Stripe uses the token bucket algorithm for rate limiting. The algorithm uses a centralized bucket host where tokens are taken on each request, with new tokens gradually dripped into the bucket. If the bucket is empty, the request is rejected.
They implemented their rate limiters using Redis, which could either be self-hosted or through a managed service like Amazon’s ElastiCache.
Implementing rate limiters proved to be an effective solution for Stripe to manage their growing user base and maintain the reliability of their API. They began with the Request Rate Limiter and gradually introduced other limiters over time as they scaled their operations. Their experience showcases the importance of proper rate limiting strategies and practices to maintain service reliability and prevent abuse.

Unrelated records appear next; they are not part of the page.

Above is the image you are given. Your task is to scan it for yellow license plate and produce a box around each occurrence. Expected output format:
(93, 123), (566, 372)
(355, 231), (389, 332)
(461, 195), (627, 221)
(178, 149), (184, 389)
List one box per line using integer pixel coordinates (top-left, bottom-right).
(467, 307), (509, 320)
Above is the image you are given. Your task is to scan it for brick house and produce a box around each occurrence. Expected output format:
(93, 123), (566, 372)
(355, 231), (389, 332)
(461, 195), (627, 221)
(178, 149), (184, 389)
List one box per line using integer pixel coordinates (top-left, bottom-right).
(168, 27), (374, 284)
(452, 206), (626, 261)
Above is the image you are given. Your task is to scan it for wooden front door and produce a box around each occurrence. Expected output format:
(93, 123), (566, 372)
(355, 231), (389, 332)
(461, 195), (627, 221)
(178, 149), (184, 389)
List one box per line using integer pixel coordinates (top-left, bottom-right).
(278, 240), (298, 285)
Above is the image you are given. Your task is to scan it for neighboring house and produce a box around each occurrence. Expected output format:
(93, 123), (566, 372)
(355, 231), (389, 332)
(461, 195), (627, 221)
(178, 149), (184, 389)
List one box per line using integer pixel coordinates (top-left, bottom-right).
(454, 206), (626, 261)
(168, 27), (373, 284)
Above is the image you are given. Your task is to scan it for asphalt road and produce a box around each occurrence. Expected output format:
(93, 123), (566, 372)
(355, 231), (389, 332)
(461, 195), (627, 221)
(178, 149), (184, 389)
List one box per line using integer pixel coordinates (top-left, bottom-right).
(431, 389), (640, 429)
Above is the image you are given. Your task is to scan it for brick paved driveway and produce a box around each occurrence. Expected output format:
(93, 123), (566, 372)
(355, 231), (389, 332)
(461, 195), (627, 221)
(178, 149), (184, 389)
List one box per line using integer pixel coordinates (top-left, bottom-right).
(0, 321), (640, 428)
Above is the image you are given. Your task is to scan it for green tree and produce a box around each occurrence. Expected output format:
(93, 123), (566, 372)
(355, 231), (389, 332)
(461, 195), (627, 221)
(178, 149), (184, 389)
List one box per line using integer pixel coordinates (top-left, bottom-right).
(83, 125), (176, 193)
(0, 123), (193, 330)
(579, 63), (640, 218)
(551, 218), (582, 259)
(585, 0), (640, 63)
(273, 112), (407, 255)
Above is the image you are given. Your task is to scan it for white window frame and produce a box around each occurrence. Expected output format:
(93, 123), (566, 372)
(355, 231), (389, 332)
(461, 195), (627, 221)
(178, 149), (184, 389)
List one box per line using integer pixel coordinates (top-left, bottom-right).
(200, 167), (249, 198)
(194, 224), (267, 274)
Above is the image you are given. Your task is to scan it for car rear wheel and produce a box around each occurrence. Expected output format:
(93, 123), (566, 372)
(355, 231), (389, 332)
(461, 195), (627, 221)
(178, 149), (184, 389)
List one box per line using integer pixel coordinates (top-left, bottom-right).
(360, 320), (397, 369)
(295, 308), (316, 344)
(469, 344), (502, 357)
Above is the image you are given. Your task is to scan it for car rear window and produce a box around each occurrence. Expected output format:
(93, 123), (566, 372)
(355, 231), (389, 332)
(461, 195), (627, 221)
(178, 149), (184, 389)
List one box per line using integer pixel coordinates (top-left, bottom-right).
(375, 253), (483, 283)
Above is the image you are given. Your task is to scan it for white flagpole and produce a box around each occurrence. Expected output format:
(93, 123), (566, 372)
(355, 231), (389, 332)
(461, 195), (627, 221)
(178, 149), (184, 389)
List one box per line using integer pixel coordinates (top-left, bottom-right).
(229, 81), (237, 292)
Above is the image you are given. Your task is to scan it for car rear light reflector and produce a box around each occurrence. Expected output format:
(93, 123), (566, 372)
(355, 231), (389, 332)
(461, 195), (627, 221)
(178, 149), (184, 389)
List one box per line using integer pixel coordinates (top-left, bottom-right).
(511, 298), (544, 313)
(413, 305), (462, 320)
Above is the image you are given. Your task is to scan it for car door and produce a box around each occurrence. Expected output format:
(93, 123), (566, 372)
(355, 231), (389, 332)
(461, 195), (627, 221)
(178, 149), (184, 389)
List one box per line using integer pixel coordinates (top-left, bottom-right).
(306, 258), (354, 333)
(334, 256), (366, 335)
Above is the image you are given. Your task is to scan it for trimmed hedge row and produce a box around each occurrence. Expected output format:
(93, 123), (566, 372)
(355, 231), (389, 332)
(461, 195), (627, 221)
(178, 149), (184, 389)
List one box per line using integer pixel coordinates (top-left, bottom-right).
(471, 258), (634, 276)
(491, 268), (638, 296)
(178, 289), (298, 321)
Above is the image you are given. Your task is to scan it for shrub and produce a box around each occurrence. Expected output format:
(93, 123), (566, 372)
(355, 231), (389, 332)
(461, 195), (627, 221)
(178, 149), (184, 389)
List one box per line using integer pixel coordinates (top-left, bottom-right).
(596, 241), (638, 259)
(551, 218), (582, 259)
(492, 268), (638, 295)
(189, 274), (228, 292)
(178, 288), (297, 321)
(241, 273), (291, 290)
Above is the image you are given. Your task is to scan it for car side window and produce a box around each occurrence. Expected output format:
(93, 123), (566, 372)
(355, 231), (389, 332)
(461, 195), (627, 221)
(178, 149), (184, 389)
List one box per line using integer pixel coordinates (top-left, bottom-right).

Here are some best practices to consider when building a rate limiter for the real world.
A rate limiter is usually in the most critical path of an application. Make sure that if there were bugs in the rate limiting code, requests could continue to be processed. This means carefully catching errors at all levels so any bugs or operational errors would fail open. This includes handling any errors from the data store like Redis if the rate limiter relies on one.
One thing to note is that while fail-open should be a default, it could also expose the application to abuse. For some services, it might make sense to fail open for paying customers, while fail close for non-paying ones.
With the rate limiter in such a critical path, we should consider adding a kill switch to disable it if necessary. Feature flag is a fine mechanism to implement such a kill switch.
It is important to have regular monitoring, alerts, and metrics to help understand when limiters are triggered and if adjustments are necessary.
We should show the users clearly when the rate limit is hit. This gives the caller an opportunity to handle the rate limit errors correctly (instead of blindly retrying, and putting undue pressure on the service).
There is no industry standard for showing rate limit errors. For APIs, it is common to return HTTP 429 (Too Many Requests) or HTTP 503 (Service Unavailable). Additional information is also included in the response headers to inform the caller three pieces of information - rate limit ceiling, rate limit remaining, and rate limit reset time.
We should also include the standard Retry-After header to inform the caller when to retry.
Before fully enforcing rate limiters, dark launching can be useful to observe the potential impact. By observing the rate limiter without actually denying requests, we can gauge whether the right traffic is being flagged and fine-tune the thresholds.
Rate limiting is a fundamental tool in our toolkit when preparing our service for scalability. While it may not be necessary to implement all the different rate limiting strategies from day one, they can be gradually introduced as the need arises.
When implemented correctly, it provides an efficient mechanism to prevent abuse and ensure fair usage, all while maintaining a positive user experience. It's a balancing act, but with careful planning and attention to detail, it's entirely achievable.